Operation-Level Security for the Swarm Era
What fraud rings and coordinated behavior teach us about adversary swarms
With its release of Kimi K2.5, Moonshot also shipped an Agent Swarm mode. That mode can decompose a single request into parallel sub-tasks executed by a coordinated set of dynamically instantiated agents. Public write-ups describe swarms on the order of ~100 sub-agents, with parallel tool use at large scale.
Swarming itself isn’t the innovation here. Multi-agent orchestration has been possible for a while. What is changing here is packaging and defaultability. Swarming is moving from an engineering pattern into a product feature. With that, the diffusion curve shifts. Swarms become a trivial option in the toolbox for developers, analysts, and attackers.
That shift matters because most enterprise monitoring for agentic systems is still anchored at the micro level. Teams are instrumenting for single exchanges (prompt/response, tool call/result). Some teams are graduating to single-agent trajectories (sequences across time). Swarming pushes us toward a third object that most orgs are not yet addressing: the operation.

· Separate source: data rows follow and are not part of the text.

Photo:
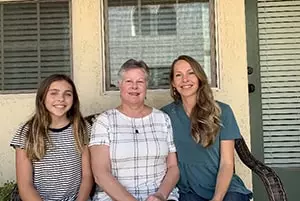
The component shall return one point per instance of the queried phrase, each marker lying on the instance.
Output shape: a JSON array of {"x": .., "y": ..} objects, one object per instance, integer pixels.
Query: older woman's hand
[{"x": 156, "y": 197}]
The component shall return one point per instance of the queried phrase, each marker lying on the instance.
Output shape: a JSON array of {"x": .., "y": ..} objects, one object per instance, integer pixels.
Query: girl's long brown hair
[
  {"x": 205, "y": 115},
  {"x": 37, "y": 137}
]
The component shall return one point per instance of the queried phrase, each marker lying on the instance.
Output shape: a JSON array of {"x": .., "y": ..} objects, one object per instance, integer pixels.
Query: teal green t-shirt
[{"x": 198, "y": 165}]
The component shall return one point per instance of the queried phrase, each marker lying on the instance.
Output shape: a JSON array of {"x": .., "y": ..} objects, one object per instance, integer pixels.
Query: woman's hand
[{"x": 156, "y": 197}]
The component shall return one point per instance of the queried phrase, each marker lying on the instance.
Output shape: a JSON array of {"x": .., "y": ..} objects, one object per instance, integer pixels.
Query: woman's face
[
  {"x": 184, "y": 79},
  {"x": 133, "y": 86}
]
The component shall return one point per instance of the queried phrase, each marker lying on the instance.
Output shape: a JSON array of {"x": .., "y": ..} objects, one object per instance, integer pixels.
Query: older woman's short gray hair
[{"x": 134, "y": 64}]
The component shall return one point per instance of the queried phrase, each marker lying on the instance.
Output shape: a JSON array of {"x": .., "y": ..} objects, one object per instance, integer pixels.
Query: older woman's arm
[
  {"x": 225, "y": 170},
  {"x": 169, "y": 181},
  {"x": 101, "y": 167},
  {"x": 87, "y": 177}
]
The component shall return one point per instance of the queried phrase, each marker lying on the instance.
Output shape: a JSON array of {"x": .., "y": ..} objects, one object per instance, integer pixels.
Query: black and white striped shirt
[{"x": 57, "y": 176}]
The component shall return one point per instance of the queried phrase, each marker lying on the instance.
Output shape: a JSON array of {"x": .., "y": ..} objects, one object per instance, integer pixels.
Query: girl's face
[
  {"x": 59, "y": 99},
  {"x": 184, "y": 79},
  {"x": 133, "y": 86}
]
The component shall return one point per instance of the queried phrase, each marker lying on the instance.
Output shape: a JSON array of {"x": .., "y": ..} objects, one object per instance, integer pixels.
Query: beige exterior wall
[{"x": 88, "y": 71}]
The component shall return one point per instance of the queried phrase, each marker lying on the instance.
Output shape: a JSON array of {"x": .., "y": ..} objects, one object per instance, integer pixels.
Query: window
[
  {"x": 35, "y": 42},
  {"x": 158, "y": 31}
]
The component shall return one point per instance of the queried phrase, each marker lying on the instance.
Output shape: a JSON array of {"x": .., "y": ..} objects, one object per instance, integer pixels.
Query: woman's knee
[
  {"x": 190, "y": 197},
  {"x": 234, "y": 196}
]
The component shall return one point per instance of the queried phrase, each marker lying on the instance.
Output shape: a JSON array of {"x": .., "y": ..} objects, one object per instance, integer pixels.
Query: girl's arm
[
  {"x": 169, "y": 181},
  {"x": 101, "y": 167},
  {"x": 24, "y": 177},
  {"x": 87, "y": 176},
  {"x": 225, "y": 170}
]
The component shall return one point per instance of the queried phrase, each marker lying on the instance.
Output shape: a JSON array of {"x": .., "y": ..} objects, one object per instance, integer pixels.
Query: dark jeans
[{"x": 230, "y": 196}]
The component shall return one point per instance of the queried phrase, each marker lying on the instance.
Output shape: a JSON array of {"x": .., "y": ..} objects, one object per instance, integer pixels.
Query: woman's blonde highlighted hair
[
  {"x": 205, "y": 116},
  {"x": 37, "y": 137}
]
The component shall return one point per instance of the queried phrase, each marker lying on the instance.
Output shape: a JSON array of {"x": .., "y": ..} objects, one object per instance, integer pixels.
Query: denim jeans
[{"x": 230, "y": 196}]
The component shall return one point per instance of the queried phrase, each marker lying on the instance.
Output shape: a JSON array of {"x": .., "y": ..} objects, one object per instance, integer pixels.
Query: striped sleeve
[
  {"x": 18, "y": 140},
  {"x": 100, "y": 131}
]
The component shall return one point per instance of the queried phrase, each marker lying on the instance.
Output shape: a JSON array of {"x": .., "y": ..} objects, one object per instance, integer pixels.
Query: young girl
[{"x": 52, "y": 159}]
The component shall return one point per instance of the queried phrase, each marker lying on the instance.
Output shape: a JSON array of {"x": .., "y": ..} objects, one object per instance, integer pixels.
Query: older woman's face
[{"x": 133, "y": 86}]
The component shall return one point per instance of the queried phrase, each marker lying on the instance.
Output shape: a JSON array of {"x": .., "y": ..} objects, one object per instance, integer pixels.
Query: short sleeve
[
  {"x": 229, "y": 129},
  {"x": 100, "y": 131},
  {"x": 170, "y": 139},
  {"x": 18, "y": 140}
]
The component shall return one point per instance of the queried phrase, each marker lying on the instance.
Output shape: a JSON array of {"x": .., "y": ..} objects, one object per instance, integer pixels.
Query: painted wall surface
[{"x": 88, "y": 73}]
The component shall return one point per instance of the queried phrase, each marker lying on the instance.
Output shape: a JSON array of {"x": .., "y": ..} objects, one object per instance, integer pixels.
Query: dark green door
[{"x": 273, "y": 54}]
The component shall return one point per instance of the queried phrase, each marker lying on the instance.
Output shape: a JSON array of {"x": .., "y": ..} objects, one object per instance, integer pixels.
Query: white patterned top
[{"x": 138, "y": 150}]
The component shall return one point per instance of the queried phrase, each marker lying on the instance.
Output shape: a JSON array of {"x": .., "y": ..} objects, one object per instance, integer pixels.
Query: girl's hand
[{"x": 156, "y": 197}]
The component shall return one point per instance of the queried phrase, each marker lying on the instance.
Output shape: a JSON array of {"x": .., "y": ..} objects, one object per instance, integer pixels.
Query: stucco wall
[{"x": 88, "y": 71}]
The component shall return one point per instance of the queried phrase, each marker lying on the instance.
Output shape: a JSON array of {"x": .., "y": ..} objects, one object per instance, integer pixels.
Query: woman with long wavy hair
[{"x": 204, "y": 134}]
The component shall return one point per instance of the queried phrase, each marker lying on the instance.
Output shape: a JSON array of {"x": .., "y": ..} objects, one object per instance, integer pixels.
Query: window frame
[
  {"x": 213, "y": 49},
  {"x": 31, "y": 91}
]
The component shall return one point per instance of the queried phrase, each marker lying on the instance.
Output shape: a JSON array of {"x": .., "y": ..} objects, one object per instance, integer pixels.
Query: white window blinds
[
  {"x": 279, "y": 46},
  {"x": 158, "y": 31},
  {"x": 35, "y": 42}
]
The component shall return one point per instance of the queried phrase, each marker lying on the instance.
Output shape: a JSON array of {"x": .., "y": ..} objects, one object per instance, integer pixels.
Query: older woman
[{"x": 132, "y": 150}]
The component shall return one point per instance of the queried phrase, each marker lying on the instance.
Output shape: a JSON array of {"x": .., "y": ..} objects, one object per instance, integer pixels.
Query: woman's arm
[
  {"x": 24, "y": 177},
  {"x": 87, "y": 176},
  {"x": 169, "y": 181},
  {"x": 101, "y": 167},
  {"x": 225, "y": 170}
]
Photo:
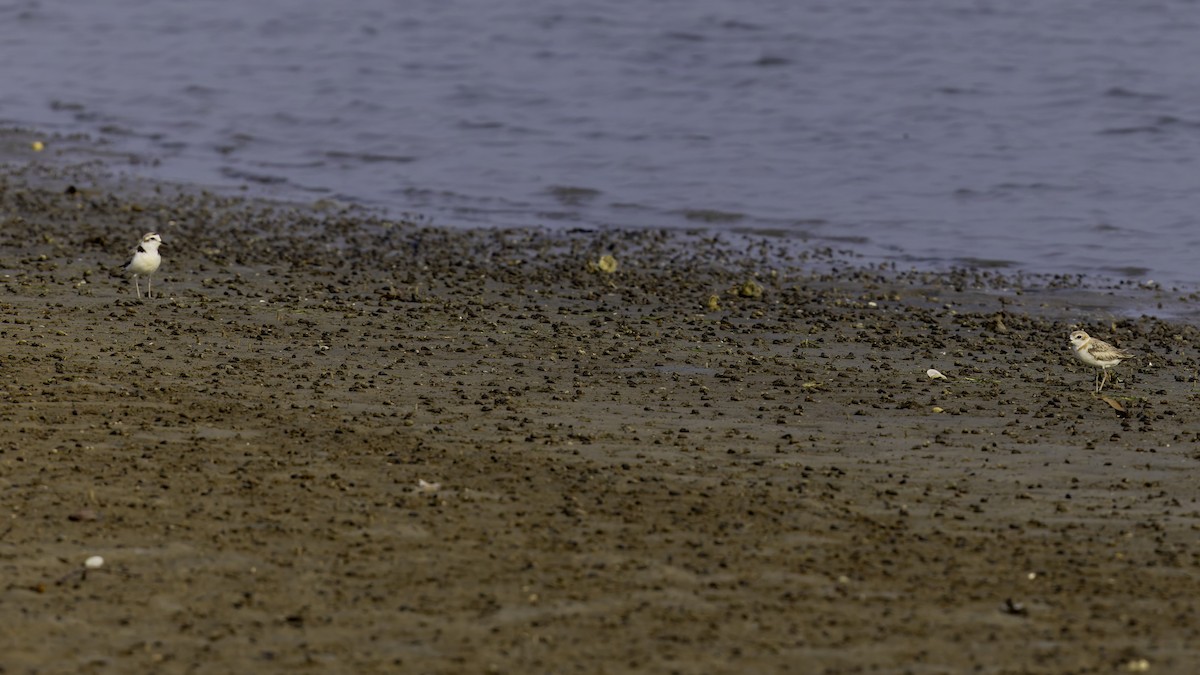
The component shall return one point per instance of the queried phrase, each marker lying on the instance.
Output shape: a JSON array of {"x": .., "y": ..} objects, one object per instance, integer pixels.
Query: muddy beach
[{"x": 336, "y": 443}]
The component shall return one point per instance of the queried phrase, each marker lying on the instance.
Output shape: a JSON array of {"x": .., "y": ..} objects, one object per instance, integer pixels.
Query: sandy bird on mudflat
[
  {"x": 145, "y": 261},
  {"x": 1097, "y": 353}
]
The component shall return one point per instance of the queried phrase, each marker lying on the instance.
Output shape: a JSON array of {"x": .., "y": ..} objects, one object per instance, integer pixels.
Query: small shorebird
[
  {"x": 1097, "y": 353},
  {"x": 145, "y": 261}
]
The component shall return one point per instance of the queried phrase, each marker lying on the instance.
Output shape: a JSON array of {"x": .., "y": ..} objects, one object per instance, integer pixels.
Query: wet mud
[{"x": 342, "y": 443}]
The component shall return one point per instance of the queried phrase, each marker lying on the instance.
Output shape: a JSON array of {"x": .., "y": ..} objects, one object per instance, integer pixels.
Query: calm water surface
[{"x": 1041, "y": 136}]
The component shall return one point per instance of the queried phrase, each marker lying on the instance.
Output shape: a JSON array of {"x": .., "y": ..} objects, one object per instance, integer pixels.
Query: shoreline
[{"x": 361, "y": 444}]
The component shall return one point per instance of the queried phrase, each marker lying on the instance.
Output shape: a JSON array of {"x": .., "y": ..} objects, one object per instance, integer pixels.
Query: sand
[{"x": 339, "y": 443}]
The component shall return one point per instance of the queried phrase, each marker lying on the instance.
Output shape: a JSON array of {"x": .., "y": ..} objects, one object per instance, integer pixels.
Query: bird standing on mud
[
  {"x": 1097, "y": 353},
  {"x": 145, "y": 261}
]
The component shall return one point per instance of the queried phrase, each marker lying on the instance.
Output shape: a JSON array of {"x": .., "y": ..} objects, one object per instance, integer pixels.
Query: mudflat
[{"x": 339, "y": 443}]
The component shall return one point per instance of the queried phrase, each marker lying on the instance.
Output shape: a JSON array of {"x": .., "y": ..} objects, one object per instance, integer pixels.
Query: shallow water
[{"x": 1051, "y": 137}]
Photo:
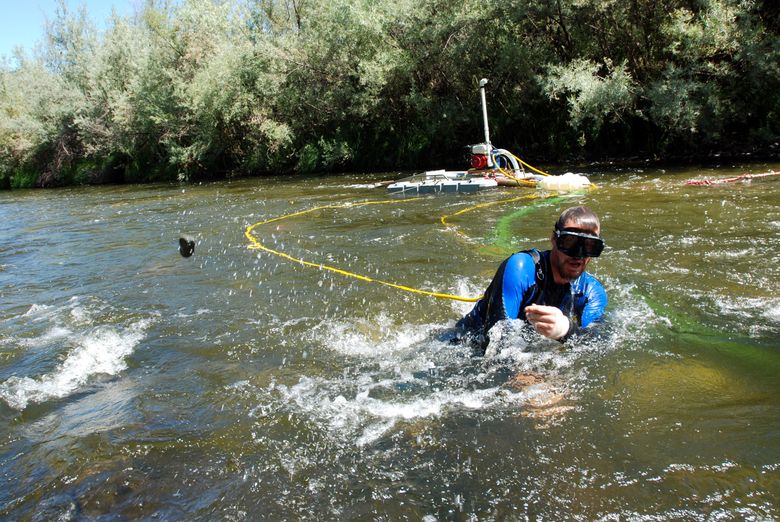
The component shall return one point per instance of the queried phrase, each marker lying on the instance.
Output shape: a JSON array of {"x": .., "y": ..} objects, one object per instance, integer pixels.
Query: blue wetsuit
[{"x": 520, "y": 281}]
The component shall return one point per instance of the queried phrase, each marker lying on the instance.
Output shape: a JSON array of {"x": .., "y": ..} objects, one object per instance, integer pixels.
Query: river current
[{"x": 239, "y": 384}]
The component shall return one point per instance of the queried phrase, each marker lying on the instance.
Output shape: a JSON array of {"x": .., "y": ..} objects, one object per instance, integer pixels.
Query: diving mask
[{"x": 578, "y": 244}]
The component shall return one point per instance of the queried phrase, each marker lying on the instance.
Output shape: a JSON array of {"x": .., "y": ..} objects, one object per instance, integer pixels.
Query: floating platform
[{"x": 442, "y": 181}]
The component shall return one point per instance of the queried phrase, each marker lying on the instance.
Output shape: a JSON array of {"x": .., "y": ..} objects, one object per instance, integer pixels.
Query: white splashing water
[{"x": 101, "y": 351}]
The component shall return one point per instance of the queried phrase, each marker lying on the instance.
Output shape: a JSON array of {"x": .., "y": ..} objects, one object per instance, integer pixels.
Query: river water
[{"x": 238, "y": 384}]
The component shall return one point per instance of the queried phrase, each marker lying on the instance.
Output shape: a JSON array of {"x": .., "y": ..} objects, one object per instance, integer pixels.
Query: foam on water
[
  {"x": 100, "y": 351},
  {"x": 402, "y": 373}
]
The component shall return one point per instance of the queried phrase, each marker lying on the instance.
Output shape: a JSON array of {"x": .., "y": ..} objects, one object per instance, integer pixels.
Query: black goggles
[{"x": 578, "y": 244}]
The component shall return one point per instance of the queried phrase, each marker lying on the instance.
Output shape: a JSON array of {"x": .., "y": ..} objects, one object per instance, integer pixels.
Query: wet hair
[{"x": 582, "y": 217}]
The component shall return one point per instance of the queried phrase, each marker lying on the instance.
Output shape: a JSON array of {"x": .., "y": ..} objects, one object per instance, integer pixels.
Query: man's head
[{"x": 575, "y": 241}]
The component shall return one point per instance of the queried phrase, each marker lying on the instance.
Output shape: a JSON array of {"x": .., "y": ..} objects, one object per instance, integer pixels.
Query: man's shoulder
[{"x": 524, "y": 260}]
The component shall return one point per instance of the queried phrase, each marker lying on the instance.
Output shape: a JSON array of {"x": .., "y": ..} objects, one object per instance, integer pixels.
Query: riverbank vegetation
[{"x": 202, "y": 89}]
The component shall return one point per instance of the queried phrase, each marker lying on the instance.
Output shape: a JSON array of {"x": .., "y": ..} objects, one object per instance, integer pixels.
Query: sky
[{"x": 22, "y": 21}]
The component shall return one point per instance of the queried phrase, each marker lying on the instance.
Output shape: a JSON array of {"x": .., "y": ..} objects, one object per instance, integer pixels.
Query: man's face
[{"x": 567, "y": 268}]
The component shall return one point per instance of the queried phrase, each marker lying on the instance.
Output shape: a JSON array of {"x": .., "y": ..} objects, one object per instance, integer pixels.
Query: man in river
[{"x": 550, "y": 290}]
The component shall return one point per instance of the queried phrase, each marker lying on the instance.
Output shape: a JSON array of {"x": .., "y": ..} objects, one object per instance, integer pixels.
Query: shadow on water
[{"x": 235, "y": 384}]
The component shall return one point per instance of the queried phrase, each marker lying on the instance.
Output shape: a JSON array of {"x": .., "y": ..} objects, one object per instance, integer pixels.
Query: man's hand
[{"x": 547, "y": 320}]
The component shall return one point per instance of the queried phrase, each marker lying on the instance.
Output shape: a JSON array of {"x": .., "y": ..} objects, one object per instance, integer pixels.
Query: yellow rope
[
  {"x": 529, "y": 166},
  {"x": 257, "y": 245}
]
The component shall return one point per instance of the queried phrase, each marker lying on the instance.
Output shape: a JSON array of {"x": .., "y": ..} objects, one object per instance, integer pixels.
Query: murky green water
[{"x": 239, "y": 385}]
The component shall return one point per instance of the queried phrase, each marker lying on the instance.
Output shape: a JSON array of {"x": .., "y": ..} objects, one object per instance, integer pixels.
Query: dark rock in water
[{"x": 186, "y": 246}]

An operation is a distributed meta-task pursued through many agents, sessions, channels, and identities, often intentionally unlinked. In the adversarial case, de-linking is a key part of the strategy. That should force a corresponding change in detection and defense: from detecting adversarial prompts or malicious agents to detecting coordinated campaigns.
What is new
Orchestrated campaigns are not a new thing. Botnets, fraud rings, scripted recon, and commodity automation are not new. Even within the AI space, many teams already use multi-agent patterns: planners, routers, tool specialists, verifier loops, parallel retrieval, and so on.
Orchestration itself is not what makes this beta release significant. Instead it is the combination of:
Lower coordination cost. Swarm-style systems reduce the human overhead of decomposing work and managing threads.
Adaptive coordination. Instead of running a fixed script at scale, systems can adjust tactics based on intermediate results.
Normalized parallel tool use. The default assumption shifts from one agent taking steps to many concurrent threads exploring and executing.
Kimi K2.5 is a marker that this bundle is reaching mainstream.
Adversarial orchestration is already here
The likely trajectory of this seems clear. Offensive automation is being productized.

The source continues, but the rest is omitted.